A vintage cash register is adorned with a sign that says "fight crime, shoot back"

Pat Ferris, who joined Kennesaw’s city council in 1984, two years after the law was passed, said the law was created to be “more of a political statement than anything”.

After Morton Grove, Illinois, became the first US city to ban gun ownership, Kennesaw became the first city to require it, triggering national news headlines.

A 1982 opinion piece by the New York Times described Kennesaw officials as “jovial” over the law’s passage but noted that “Yankee criminologists” were not.

Penthouse Magazine ran the story on its cover page with the words Gun Town USA: An American Town Where It’s Illegal Not to Own a Gun printed over an image of a bikini-clad blonde woman.

Similar gun laws have been passed in at least five cities, including Gun Barrel City, Texas and Virgin, Utah.

In the 40 years since Kennesaw’s gun law was passed, Mr Ferris said, its existence has mostly faded from consciousness.

“I don’t know how many people even know that the ordinance exists,” he said.

Blake Weatherby in church

The same year the gun law took effect, Mr Weatherby, the church groundskeeper, was born.

He recalled a childhood where his dad would half-jokingly tell him: “I don’t care if you don’t like guns, it’s the law.”

“I was taught that if you’re a man, you’ve got to own a gun,” he said.

Now 42, he was 12 years old the first time he fired a weapon.

“I almost dropped it because it scared me so bad,” he said.

Mr Weatherby owned over 20 guns at one point but said now he doesn’t own any. He sold them over the years – including the one his dad left him when he died in 2005 – to overcome hard times.

“I needed gas more than guns,” he said.

One place he could’ve gone to sell his firearms is the Deercreek Gun Shop located on Kennesaw’s Main Street.

James Rabun, 36, has been working at the gun store ever since he graduated high school.

It’s the family business, he said, opened by his dad and grandad, both of whom can still be found there today; his dad in the back restoring firearms, his grandad in the front relaxing in a rocking chair.

For obvious reasons, Mr Rabun is a fan of Kennesaw’s gun law. It’s good for business.

“The cool thing about firearms”, he said with earnest enthusiasm, “is that people buy them for self-defence, but a lot of people like them like artwork or like bitcoin – things of scarcity.”

Among the dozens and dozens of weapons hanging on the wall for sale are double barrel black powder shotguns – akin to a musket – and a few “they-don’t-make-these-anymore” Winchester rifles from the 1800s.

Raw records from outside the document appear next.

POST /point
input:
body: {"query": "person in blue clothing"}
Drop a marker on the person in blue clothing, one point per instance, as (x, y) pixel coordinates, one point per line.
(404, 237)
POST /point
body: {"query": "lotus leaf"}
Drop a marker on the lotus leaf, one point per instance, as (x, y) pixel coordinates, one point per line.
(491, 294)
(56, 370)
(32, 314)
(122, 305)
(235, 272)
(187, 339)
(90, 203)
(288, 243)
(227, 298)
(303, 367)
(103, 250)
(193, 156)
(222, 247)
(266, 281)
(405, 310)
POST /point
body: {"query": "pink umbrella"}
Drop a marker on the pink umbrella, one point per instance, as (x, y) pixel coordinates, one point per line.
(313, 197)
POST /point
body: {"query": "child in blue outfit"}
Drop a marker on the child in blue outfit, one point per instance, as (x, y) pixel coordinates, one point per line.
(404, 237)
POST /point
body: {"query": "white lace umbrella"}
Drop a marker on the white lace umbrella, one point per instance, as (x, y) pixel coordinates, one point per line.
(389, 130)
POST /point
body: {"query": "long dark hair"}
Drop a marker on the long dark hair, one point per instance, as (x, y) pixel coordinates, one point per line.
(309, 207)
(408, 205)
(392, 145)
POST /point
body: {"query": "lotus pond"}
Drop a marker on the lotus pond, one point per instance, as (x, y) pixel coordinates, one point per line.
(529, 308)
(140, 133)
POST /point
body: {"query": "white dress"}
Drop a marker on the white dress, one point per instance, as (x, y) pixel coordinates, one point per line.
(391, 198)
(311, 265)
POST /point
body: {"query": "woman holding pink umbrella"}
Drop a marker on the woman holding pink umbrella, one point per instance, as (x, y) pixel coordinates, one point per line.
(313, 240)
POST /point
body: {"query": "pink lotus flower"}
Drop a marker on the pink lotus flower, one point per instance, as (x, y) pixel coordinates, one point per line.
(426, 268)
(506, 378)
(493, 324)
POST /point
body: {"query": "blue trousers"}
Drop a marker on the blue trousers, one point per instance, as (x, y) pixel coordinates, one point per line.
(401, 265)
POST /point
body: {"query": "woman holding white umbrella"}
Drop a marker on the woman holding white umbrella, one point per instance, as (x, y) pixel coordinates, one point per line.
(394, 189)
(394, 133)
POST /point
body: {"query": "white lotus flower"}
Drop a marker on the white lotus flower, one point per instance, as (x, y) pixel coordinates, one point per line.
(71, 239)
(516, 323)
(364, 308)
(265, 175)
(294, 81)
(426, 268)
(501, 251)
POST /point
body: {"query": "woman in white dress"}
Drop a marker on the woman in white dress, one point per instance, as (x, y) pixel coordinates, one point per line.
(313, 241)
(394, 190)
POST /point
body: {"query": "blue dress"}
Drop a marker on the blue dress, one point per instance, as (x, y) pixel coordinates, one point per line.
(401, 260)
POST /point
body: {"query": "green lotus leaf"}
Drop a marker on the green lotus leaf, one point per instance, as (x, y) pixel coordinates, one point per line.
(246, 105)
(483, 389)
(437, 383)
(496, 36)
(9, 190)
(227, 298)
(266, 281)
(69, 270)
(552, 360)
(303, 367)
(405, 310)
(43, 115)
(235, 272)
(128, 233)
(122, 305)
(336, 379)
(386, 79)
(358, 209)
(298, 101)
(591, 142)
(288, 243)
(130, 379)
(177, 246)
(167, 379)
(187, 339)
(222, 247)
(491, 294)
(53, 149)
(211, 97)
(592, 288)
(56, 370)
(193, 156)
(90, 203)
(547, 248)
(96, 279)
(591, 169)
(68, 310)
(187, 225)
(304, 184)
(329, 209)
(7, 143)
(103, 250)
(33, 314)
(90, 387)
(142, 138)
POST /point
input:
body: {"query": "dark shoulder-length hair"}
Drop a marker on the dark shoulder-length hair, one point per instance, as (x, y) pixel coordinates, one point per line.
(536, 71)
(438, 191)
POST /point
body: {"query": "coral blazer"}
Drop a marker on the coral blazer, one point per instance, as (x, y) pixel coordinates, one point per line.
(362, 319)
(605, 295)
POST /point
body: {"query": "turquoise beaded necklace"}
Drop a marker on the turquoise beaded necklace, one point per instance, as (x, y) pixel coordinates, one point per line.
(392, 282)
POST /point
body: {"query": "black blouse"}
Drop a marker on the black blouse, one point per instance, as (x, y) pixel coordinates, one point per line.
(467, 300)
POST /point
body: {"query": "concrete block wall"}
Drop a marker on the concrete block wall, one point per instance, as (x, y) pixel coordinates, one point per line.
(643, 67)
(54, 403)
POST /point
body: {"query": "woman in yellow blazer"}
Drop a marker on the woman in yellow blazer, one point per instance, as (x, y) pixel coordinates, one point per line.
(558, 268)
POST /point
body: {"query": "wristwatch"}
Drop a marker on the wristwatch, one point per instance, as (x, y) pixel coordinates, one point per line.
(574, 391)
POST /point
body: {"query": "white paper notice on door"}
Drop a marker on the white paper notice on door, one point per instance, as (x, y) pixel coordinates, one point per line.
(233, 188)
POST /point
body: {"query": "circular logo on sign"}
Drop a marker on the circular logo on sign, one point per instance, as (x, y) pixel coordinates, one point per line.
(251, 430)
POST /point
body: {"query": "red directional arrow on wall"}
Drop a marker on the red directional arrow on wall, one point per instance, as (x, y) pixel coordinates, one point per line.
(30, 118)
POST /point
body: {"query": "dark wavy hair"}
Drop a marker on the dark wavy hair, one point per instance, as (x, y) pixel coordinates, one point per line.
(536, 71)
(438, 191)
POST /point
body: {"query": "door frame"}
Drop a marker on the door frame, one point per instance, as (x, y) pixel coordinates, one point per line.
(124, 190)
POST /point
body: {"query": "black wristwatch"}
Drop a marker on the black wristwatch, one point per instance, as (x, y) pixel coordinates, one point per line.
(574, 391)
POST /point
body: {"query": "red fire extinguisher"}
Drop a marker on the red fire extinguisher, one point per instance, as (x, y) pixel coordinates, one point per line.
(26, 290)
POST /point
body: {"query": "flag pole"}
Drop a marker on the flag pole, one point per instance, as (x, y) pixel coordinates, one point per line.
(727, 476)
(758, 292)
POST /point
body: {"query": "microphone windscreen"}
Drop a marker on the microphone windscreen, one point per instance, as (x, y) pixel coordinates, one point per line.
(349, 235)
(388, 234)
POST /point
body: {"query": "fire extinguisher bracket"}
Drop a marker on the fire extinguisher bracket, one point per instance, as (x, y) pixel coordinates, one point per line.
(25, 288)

A city street in Kennesaw, where an American flag - and a Confederate flag - are hung

In Kennesaw, gun fandom has a broad reach that extends beyond gun shop owners and middle-aged men.

Cris Welsh, a mother of two teenaged daughters, is unabashed about her gun ownership. She hunts, is a member at a gun club, and shoots at the local gun range with her two girls.

“I’m a gun owner”, she admitted, listing off her inventory which includes “a Ruger carry pistol, a Beretta, a Glock, and about half a dozen shotguns”.

However, Ms Welsh is not fond of Kennesaw’s gun law.

“I’m embarrassed when I hear people talk about the gun law,” Ms Welsh said. “It’s just an old Kennesaw thing to hang onto.”

She wished that when outsiders thought of the city, they called to mind the parks and schools and community values – not the gun law “that makes people uncomfortable”.

“There’s so much more to Kennesaw,” she said.

City council member Madelyn Orochena agrees that the law is “something that people would prefer not to advertise”.

“It’s just a weird little factoid about our community,” she said.

“Residents will either roll their eyes in a bit of shame or laugh along about it.”